President Bill Clinton says that he wants abortion to be "safe, legal and rare." Pro-lifers vehemently disagree.

Abortion, pro-lifers say, can never be safe, certainly not to the child. Nor, they claim, are they safe for the mother, citing the growing literature, demonstrating that even the so-called "medically safe" abortion is dangerous to the mother.

Abortion, they vigorously contend, cannot be legal. It is, they assert, murder and contrary to the nation's charter commitment that all human beings are equal and entitled to the inalienable right to life. No court and no legislature can change that.

Finally, abortion, they state, will never be rare, so long as it is promoted as a constitutional right. They maintain that women will never be deterred from killing "unwanted" children unless and until abortion is once again condemned by civil society as a morally reprehensible homicide.

Without question, such pro-life rhetoric is principled and powerful. For too long, however, pro-life strategies to restore legal protection for the preborn child have been pragmatic and anemic. Sadly, their proposals for action have too often matched Mr. Clinton's slogan that abortion should be "safe, legal and rare."

Since Roe v.

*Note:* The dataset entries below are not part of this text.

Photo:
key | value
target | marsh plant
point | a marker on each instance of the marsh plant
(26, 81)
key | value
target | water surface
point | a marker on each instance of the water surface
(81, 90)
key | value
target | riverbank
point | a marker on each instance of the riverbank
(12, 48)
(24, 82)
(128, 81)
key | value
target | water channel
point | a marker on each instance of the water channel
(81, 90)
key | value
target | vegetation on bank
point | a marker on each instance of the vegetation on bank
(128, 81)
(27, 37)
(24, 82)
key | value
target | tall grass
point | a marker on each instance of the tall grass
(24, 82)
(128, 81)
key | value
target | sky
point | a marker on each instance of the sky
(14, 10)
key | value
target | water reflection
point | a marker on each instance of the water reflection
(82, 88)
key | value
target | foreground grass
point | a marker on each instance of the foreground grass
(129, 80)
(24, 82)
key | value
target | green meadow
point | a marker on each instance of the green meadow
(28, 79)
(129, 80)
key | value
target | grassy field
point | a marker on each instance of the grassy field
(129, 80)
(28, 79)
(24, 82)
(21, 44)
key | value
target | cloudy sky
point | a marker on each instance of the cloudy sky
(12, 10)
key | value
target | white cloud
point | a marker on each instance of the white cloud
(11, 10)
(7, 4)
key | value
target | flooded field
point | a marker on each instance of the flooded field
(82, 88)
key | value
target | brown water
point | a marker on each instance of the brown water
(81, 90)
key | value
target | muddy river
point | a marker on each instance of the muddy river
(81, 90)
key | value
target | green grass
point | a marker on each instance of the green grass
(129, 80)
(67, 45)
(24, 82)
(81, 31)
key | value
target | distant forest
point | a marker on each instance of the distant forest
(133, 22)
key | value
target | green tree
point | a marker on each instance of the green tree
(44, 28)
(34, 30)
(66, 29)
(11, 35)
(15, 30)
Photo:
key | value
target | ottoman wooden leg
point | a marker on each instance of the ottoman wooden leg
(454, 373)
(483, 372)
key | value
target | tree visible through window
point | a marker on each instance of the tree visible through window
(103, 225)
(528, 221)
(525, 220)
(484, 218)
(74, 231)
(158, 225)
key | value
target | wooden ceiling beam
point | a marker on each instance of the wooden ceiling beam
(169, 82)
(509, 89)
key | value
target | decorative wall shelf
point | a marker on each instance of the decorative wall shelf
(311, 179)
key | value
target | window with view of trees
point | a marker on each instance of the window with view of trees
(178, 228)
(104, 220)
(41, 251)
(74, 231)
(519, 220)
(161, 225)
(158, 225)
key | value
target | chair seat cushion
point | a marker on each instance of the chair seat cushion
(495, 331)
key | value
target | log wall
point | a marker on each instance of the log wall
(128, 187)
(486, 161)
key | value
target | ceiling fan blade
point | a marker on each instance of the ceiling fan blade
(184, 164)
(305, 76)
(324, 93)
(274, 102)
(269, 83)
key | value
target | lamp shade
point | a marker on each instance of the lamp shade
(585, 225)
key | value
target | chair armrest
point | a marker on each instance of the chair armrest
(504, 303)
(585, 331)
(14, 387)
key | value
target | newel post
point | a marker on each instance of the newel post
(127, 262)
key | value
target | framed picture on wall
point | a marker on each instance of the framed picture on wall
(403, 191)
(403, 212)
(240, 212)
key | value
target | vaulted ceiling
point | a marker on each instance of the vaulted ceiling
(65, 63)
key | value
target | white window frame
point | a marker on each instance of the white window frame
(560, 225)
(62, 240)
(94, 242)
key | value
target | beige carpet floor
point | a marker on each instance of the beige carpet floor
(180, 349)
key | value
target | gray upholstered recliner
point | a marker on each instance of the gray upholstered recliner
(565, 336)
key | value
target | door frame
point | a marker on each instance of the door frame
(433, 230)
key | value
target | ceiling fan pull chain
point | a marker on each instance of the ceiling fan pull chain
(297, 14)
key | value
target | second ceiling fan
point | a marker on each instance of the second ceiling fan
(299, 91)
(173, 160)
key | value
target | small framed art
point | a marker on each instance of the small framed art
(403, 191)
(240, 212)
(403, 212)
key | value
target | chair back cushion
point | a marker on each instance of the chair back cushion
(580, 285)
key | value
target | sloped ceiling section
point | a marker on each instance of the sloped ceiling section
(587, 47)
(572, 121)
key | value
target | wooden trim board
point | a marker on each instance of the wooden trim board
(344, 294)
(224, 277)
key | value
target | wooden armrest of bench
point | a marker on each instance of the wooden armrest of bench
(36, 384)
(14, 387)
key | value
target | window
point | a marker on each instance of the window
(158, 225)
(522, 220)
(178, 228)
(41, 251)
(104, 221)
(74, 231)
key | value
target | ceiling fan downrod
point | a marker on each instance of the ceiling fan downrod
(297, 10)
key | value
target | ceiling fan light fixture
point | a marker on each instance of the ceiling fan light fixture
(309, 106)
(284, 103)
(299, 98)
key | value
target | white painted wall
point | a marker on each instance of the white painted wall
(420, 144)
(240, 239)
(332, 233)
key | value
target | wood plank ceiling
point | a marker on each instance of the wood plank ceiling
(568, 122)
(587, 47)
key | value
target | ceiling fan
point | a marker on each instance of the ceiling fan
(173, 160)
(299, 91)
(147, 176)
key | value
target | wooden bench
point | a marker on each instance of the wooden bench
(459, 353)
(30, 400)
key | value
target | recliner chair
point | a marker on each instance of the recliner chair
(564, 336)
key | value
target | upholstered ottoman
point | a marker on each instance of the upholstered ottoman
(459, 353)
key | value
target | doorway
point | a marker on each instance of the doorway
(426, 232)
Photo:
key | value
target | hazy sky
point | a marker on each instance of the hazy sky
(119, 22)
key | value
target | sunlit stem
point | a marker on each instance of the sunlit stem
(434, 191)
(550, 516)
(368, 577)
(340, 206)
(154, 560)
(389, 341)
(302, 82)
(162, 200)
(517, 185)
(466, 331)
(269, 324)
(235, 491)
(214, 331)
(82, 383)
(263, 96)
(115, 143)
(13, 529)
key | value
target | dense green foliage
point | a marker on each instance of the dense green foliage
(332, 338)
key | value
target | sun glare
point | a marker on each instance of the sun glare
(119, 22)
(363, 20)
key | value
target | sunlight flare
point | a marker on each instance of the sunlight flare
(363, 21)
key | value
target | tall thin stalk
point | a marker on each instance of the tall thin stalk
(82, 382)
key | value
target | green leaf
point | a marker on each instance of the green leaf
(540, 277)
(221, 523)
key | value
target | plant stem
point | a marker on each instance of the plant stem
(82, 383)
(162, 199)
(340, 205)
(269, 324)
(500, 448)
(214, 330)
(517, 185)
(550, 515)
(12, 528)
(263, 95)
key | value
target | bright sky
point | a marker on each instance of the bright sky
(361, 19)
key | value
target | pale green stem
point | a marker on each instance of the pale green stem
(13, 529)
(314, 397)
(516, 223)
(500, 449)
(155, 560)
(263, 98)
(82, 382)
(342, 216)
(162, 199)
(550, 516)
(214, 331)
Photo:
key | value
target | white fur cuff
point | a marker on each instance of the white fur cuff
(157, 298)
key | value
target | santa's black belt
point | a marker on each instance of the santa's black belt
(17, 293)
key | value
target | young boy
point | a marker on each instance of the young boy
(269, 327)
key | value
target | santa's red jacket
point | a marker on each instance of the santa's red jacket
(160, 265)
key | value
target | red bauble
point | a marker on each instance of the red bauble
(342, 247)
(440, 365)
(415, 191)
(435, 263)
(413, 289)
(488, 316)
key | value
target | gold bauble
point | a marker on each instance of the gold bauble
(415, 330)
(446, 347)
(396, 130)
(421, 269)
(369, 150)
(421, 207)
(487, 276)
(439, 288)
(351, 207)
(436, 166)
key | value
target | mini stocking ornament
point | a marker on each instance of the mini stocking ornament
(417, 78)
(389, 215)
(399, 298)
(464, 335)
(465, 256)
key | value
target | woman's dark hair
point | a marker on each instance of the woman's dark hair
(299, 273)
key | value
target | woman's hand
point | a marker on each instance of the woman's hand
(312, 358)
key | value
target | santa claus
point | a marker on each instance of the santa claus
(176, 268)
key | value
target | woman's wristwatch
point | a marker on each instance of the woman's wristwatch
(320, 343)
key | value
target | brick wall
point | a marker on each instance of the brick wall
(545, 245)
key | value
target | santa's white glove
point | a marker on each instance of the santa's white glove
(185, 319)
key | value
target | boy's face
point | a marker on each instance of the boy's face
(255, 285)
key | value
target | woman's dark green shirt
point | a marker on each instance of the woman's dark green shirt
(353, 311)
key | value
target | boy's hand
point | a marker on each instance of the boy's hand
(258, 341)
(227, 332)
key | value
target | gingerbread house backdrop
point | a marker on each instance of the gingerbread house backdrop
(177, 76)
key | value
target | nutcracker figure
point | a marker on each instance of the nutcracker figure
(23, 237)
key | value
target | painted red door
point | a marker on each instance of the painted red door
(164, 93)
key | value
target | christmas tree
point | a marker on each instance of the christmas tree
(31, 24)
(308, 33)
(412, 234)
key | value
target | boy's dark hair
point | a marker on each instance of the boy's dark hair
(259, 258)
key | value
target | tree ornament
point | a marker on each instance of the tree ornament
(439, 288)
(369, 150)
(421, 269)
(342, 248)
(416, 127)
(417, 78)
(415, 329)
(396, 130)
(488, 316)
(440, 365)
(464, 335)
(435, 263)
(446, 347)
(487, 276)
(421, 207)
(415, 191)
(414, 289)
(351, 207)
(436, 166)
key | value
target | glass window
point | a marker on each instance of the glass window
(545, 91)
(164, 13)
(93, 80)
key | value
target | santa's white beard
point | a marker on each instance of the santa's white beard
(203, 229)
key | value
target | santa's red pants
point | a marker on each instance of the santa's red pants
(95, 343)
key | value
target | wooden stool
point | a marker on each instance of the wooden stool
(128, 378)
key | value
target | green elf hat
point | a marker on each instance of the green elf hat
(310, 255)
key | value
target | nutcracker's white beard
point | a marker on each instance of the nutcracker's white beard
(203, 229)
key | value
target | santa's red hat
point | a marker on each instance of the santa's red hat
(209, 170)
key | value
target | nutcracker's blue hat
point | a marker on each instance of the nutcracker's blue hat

Wade, the dominant pro-life strategy at the state and local level has been to limit, not prohibit, abortion. To this day, pro-life advocates continue to promote such laws as requiring parental consent before a minor may get an abortion, a 24-hour waiting period, and informed consent. Such proposals concede that abortions are legal, but should be limited so as to make them safer and rarer.

Proposals to ban abortions after the 20th week of gestation and partial-birth abortions, also concede that abortion is legal. Again, such efforts, even if successful, would only prohibit a limited number of abortions, with the possible effect of making abortion more safe and more rare.

Even the proposal to prohibit all abortions except in cases of rape, incest and threat to the life of the mother, is based on the assumption that the killing of a baby in the womb of a mother is legal, even though the baby has done nothing to deserve death. Such a compromise of the principle of the sanctity of innocent human life presupposes that abortion should remain legal, but only very safe and very rare.

In short, the pro-life forces have unwittingly adopted strategies that reinforce the President's rhetoric and undermine their own. As a result, there are any number of politicians who qualify as pro-life so long as they support any measure, no matter how modest, limiting a woman's right to an abortion.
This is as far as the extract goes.